Lack of sportsmanship kicks games when they're down and that's a cheap shot

Phil Jackman

September 13, 1993|By Phil Jackman

Sportsmanship. Remember that apparently outmoded concept?

It wasn't that long ago that people caught up in the competitive end of being a sportsman could take loss or defeat without complaint, or victory without gloating, and treated the opposition with fairness, generosity and courtesy.

Either that or they did a heck of a job of faking it.

These days, it seems, too many labor under the misconception that graciousness, no matter what the situation, is a trait to be abhorred. You got a guy down, kick him. You lose, alibi.

"You show me a good loser," more than one football coach has said, "and I'll show you a loser." And the impressionable believe it.

After we get around to reinventing government by Thanksgiving, it might not be a bad idea to do something about sports, both professional and amateur, serious and casual.

Yesterday, on the television and before the usual half-day blitz of pro games, highlights, analysis, etc., here were the stories greeting those sitting down for leisurely entertainment and enjoyment:

* The volatile situation in Houston, as Buddy Ryan, defensive coordinator for the Oilers, takes a series of shots at the team's offensive scheme. Fans are enraged.

* The soap opera in Dallas, as star running back Emmitt Smith remains a holdout and Cowboys owner Jerry Jones makes like Horatius at the bridge. Fans are enraged.

* The isolated shot of the week was not of a guy making a miracle catch in the end zone, but of San Francisco running back Ricky Watters head-butting a guy, for which he drew a $7,500 fine. What does he think this is, the NBA?

* Then there was the argument between Philadelphia owner Norman Braman and ex-employee Reggie White concerning just what it was that prompted the defensive end to decide to play in Green Bay.

Mendacity, back-biting, malice aforethought, talk of bounties on quarterbacks, they were all there -- a veritable Four Horsemen of the Apocalypse updated.

When you think about it, perhaps all this insurgency was in keeping with the attitude prevalent throughout the week.

Just a few days before the footballs began flying, a world champion athlete from China, Wang Junxia, ran a spectacular 10,000-meter race, easily eclipsing the women's record for the event. (Yesterday, Wang set another record, in the women's 3,000).

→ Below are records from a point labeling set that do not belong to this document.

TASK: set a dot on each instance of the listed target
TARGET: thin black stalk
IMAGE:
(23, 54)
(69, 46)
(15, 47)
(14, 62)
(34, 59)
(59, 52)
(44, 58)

Even before details of her 29-minute, 31.8-second effort had made it through customs here, scores of people were screaming performance-enhancing drugs and blood-doping. Lynn Jennings, who finished well up the track (fifth) behind Wang at the recent World Championships, was totally judgmental, exclaiming, "Something is wrong, and it is tragic for the sport."

She sobbed: "You devote everything you have to being the best for nothing. You play fair, do it right and get screwed." Case closed, Wang cheated. She and all her Chinese women teammates could not have improved so rapidly.

This seems to be a time-honored reaction from track and field people in the United States. Heck, if our guy or gal got beat, something must be wrong. Lasse Viren had to be blood-doping when he ran the world into the track at a couple of Olympics, right?

The gist of most complaints seems to be that Wang couldn't have improved so much over a relatively short stretch. And even before it was suggested that officials likely miscounted the laps run and Wang might have covered just 24, not 25, which adds about 72 seconds, many were screaming bloody murder.

It's apparently inconceivable to some that, all things being equal, Americans won't always prevail, set records or be the best. Which is ridiculous, of course, because there are so many areas in sport where we are simply in the pack.

It was in 1952 at the Olympics that Emil Zatopek shocked the world by winning all the distance events in Helsinki, the 5,000 and 10,000 meters and the marathon. We screamed. Zatopek explained that to beat him, someone would have to train harder )) and better. An interval workout for the Czech star was 50 quarter-miles at less than race pace. Fifty!

Wang's training last winter and spring amounted to the equivalent of a marathon (26 miles) every day.

Perhaps the biggest upset and greatest Olympic victory in U.S. history occurred at this same distance at the 1964 Games in Tokyo. Billy Mills, off an Indian reservation in South Dakota, beat the unbeatable Australian, Ron Clarke, and others.

It was only the fifth race at 10,000 meters for the "Running Brave," and in each one he improved by 30 seconds. I don't recall anyone calling it a hoax and accusing Mills of cheating.

Asked to explain his dramatic and near-instantaneous improvement, Billy answered: "Beats me. For one thing, I didn't know what I was doing."

With regard to Wang and all sports, let's get back to sportsmanship for a change.